Estamos em 1979 e o CTI recém fundado consegue um recurso da PPM ( Pão para o Mundo/Bröt für die Welt) para um apoio aos Mãkraré-Krahô. A relação e o trabalho junto a este povo tem início em 1975 quando Gilberto Azanha é convidado pela FUNAI para coordenar entre os Krahô o "Projeto de Desenvolvimento Comunitário" e Maria Elisa Ladeira o "Programa de Educação". Na época a FUNAI estava preocupada com a situação que ela considerava como de extrema penúria.

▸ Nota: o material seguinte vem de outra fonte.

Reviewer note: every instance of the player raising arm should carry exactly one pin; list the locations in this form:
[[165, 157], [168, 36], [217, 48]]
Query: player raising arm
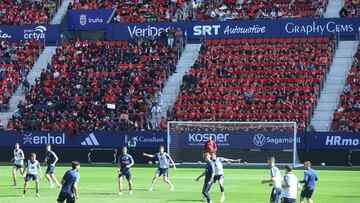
[[209, 174], [18, 162], [275, 181], [164, 159], [51, 159], [69, 189], [125, 162], [310, 177], [32, 166], [219, 172]]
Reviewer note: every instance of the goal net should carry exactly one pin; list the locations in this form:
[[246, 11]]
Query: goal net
[[252, 142]]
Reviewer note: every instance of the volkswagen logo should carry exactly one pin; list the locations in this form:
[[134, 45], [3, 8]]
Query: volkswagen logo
[[259, 140]]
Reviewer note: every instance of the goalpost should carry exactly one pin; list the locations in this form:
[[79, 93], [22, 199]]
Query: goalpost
[[252, 142]]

Mas a proposta de trabalho levada por Gilberto e Maria Elisa junto ao órgão indigenista era muito revolucionária para a época e em 1976 eles são afastados da FUNAI.

Leiam trechos do relatório enviado em 1980 à PPM onde parte desta história é contada

"Histórico:
Os Krahô (população de 700 índios) mantêm contato permanente com um segmento da população brasileira dedicada à pequena criação de gado que penetrou a região habitada por estes índios em meados do século XVIII. Até 1941, os Krahô dispunham de um território sem fronteiras definidas, que, apesar de pouco a pouco ocupado pelos regionais e seu gado, permitiria que mantivessem sua vida tradicional de caçadores semi-nômades.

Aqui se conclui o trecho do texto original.